しかし、アンギラスはまだ諦めない。頂点に達したアンギラスは一瞬空中で静止。自由落下をする瞬間、スゥゥゥゥーっと息を吸い込み、左右に広げられた甲羅の棘と後頭部に並ぶ角が白く発光した。
クゥンッ!
刹那、アンギラスは自由落下をしながら、しらさぎに向け、息を吐く様に口から白い熱線を吐き出した。
『被弾!』
『これは……ゴジラやラドンにも匹敵する威力だ!』
アンギラスの白熱光線の直撃を受けたしらさぎは失速し、山間部へ退避する。対するアンギラスは白熱光線の影響か、口から白い煙をもらしながら落下する。
一方、地上の睦海はタンクモードにした三八式のアクセルを全開にし、急な斜面に沿って走行させる。操縦席の睦海は体を傾けながら、操縦レバーを思いっきり引き上げた。
「いけぇぇぇぇぇぇぇえっ!」
加速した三八式はその勢いのまま壁面走行状態で山肌から弾け飛び、アンギラスに向かって飛び上がる。
そして、上空で三八式はスタンディングモードへの変形をしながら、アンギラスのマニピュレーターが突き刺さった背中に向かう。

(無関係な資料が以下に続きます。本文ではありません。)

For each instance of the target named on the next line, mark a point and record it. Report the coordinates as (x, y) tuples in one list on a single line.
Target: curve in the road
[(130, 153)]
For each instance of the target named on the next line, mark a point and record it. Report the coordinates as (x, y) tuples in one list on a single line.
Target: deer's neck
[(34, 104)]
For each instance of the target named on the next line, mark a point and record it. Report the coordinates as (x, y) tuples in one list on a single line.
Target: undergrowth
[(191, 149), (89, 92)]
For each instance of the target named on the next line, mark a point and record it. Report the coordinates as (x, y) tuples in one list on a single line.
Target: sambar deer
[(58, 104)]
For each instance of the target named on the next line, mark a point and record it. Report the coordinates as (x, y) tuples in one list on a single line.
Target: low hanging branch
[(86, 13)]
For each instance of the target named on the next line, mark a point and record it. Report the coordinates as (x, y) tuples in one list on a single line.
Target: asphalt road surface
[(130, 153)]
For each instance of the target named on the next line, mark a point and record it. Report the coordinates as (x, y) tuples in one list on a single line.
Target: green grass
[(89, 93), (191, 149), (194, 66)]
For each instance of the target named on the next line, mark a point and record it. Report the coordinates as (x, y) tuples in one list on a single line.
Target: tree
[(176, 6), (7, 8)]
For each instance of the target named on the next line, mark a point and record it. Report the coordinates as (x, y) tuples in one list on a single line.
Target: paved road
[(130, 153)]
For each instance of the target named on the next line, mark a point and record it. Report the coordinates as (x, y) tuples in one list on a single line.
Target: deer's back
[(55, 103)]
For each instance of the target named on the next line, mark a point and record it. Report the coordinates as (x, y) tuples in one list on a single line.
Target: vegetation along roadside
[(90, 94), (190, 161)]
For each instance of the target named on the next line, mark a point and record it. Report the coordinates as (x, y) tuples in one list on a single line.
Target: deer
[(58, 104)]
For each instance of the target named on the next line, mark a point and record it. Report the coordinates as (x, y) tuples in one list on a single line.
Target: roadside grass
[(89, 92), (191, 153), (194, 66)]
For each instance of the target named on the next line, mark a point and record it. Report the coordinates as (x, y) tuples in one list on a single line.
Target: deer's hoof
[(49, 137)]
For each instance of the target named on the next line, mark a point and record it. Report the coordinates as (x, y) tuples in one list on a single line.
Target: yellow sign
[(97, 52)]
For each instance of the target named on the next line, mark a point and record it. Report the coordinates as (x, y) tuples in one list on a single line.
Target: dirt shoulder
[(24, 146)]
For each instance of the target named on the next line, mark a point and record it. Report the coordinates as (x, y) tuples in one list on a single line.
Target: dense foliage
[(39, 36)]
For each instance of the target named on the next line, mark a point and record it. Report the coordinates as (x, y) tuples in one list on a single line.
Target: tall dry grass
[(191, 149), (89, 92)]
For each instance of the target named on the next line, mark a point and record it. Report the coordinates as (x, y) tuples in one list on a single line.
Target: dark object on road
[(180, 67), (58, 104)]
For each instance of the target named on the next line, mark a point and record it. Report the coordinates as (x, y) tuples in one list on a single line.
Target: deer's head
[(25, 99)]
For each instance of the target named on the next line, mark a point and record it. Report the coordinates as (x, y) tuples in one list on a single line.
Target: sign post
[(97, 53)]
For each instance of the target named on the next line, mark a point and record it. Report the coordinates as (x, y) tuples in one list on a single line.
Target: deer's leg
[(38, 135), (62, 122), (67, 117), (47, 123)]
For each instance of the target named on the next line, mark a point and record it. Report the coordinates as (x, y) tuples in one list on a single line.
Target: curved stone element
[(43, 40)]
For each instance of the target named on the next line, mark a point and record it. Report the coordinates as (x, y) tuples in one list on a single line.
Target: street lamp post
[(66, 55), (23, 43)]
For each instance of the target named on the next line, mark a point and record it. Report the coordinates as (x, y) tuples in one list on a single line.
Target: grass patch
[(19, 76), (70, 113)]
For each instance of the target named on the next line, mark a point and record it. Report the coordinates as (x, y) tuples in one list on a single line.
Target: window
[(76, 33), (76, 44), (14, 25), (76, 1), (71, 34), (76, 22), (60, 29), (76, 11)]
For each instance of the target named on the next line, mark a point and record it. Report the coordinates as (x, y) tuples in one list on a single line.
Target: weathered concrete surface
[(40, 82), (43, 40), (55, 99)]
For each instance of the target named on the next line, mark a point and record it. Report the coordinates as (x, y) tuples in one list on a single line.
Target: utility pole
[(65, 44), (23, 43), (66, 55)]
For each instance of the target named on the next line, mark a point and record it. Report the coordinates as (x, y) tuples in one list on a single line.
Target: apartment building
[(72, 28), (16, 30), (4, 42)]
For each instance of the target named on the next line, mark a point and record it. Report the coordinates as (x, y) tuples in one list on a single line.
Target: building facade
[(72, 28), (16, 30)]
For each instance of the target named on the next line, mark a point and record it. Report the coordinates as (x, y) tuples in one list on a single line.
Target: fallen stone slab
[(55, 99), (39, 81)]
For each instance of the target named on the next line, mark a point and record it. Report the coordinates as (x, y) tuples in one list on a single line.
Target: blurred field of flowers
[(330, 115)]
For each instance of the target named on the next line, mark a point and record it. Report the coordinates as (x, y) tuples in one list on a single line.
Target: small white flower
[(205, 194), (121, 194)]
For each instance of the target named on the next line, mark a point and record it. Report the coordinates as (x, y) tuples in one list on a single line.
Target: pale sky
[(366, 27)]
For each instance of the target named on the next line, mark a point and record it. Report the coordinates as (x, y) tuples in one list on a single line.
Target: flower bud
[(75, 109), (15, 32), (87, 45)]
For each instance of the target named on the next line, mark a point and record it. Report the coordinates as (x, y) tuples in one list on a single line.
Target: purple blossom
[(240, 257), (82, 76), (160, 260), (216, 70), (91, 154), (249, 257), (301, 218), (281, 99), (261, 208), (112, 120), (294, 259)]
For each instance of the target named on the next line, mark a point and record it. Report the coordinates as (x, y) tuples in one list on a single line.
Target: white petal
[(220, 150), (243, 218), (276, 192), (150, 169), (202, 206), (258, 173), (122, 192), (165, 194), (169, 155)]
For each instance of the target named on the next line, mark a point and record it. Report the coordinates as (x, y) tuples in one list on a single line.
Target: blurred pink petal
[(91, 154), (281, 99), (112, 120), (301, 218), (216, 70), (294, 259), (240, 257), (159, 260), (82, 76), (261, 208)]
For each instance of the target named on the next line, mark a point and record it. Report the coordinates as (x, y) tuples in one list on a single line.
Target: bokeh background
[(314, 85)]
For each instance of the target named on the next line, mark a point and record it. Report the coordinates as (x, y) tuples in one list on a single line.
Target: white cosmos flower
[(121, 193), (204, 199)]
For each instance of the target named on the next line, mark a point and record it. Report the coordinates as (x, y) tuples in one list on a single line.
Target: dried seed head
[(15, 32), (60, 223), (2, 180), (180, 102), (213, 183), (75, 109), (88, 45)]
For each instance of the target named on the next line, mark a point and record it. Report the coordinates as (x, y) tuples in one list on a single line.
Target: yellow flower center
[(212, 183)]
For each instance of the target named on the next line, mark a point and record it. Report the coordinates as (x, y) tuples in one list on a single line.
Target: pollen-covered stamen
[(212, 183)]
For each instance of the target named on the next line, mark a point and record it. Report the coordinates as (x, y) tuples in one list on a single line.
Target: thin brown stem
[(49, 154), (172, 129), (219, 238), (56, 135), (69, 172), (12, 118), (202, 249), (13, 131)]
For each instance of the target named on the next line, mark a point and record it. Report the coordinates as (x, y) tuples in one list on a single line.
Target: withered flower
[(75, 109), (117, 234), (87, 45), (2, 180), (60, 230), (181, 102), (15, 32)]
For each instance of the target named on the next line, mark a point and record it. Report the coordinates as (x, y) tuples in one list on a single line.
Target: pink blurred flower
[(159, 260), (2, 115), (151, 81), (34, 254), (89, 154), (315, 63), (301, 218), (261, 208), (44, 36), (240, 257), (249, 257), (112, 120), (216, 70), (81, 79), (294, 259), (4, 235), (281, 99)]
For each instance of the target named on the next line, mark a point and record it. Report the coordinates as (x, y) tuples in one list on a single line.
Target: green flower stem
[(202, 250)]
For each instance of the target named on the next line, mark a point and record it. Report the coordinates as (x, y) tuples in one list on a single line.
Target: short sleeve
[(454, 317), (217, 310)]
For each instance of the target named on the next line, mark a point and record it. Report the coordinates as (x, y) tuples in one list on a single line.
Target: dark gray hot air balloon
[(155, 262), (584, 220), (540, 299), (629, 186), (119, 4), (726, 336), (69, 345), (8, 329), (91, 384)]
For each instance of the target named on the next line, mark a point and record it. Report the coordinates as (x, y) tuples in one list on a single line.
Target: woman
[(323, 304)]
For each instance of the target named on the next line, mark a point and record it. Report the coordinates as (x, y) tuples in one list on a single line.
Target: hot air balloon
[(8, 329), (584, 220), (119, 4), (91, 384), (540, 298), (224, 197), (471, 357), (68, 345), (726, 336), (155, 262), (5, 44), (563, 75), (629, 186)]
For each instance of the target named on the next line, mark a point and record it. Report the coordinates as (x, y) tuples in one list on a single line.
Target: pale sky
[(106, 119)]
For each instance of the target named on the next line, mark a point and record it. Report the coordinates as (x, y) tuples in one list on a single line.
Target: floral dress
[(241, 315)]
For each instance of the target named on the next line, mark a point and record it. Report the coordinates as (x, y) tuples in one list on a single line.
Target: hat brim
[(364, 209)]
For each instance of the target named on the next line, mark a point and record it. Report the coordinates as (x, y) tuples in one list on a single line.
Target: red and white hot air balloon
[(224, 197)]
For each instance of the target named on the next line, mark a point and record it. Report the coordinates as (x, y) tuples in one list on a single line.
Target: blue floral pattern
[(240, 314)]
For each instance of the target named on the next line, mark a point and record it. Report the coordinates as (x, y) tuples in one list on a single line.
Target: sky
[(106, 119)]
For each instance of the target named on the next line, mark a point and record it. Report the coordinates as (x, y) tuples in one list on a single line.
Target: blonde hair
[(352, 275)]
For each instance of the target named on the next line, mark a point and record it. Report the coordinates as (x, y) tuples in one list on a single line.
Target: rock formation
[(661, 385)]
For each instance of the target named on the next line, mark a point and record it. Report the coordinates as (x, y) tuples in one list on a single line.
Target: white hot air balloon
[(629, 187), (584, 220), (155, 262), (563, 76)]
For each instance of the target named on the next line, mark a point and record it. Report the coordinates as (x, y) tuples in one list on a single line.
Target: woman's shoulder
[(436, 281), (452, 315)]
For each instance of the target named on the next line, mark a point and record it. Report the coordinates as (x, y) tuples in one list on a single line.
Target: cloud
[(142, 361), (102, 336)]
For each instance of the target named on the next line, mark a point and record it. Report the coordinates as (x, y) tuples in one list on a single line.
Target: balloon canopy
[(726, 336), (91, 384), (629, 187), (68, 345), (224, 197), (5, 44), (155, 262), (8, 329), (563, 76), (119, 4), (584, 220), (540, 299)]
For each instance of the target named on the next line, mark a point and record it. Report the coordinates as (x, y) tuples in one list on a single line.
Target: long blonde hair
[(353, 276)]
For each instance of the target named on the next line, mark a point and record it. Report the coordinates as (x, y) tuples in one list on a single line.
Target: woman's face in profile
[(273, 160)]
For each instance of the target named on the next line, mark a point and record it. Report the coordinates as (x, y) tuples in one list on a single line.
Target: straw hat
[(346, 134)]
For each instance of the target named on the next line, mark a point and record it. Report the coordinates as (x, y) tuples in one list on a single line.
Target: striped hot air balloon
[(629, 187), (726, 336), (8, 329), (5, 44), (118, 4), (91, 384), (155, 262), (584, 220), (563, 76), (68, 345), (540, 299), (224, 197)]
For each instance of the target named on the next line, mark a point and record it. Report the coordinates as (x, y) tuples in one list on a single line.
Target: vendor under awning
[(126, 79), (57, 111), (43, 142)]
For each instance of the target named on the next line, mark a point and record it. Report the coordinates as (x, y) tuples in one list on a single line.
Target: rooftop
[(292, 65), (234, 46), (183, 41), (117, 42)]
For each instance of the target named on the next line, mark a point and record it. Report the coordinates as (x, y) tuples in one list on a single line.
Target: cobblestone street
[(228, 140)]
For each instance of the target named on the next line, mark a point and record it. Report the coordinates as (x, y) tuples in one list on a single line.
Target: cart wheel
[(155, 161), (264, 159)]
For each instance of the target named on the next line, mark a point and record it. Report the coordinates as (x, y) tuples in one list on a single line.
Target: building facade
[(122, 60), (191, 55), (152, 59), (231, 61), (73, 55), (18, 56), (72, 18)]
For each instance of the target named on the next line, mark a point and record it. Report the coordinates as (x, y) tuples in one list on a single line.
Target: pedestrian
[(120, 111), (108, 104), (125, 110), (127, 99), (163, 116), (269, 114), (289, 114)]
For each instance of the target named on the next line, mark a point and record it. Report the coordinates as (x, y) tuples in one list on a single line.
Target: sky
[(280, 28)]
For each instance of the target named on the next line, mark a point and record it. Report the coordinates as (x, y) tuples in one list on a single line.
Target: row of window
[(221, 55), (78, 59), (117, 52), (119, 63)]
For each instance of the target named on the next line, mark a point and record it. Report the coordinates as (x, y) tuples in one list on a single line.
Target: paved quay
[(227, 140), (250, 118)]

甲羅が広げられている今、既に睦海は肉眼でそれを捉えていた。
照準も必要ない。ただ、そこを目指して飛び込むだけだ。
クゥウゥゥゥ……
「っ!」
変形途中の三八式のチェーンガンがアンギラスの背中に接近した瞬間、至近距離で連射される。アンギラスも三八式の接近に反応し、甲羅を閉じるが、既に遅い。睦海の狙いは棘に覆われた甲羅の割れ目の中心に刺さるマニピュレーター、その唯一点に絞られていた。
弾が撃ち込まれる度に、コマ送りのようにアンギラスは表情を変え、遂に断末魔を上げながら、墜落する。
クウゥゥゥゥゥウクゥンッ!
「くっ!」
アンギラスの断末魔は衝撃波となって、三八式を吹き飛ばす。
睦海は落下の衝撃を四足歩行形態となった脚部を破壊させることで分散させた。アンギラスの断末魔は三八式の残る前部複合装甲を尽く破壊していた。
一方、アンギラスは最早足掻くことなく、そのまま落下した後、崖から転落し、谷の底で絶命した。
「はぁ……はぁ……はぁ……ふぅぅー……」
機体だけでなく、睦海もボロボロであった。
なお、帰投後の検査で睦海は超低周波音攻撃の後遺症こそ無かったものの、全治1ヶ月の全身打撲で即時強制入院となった。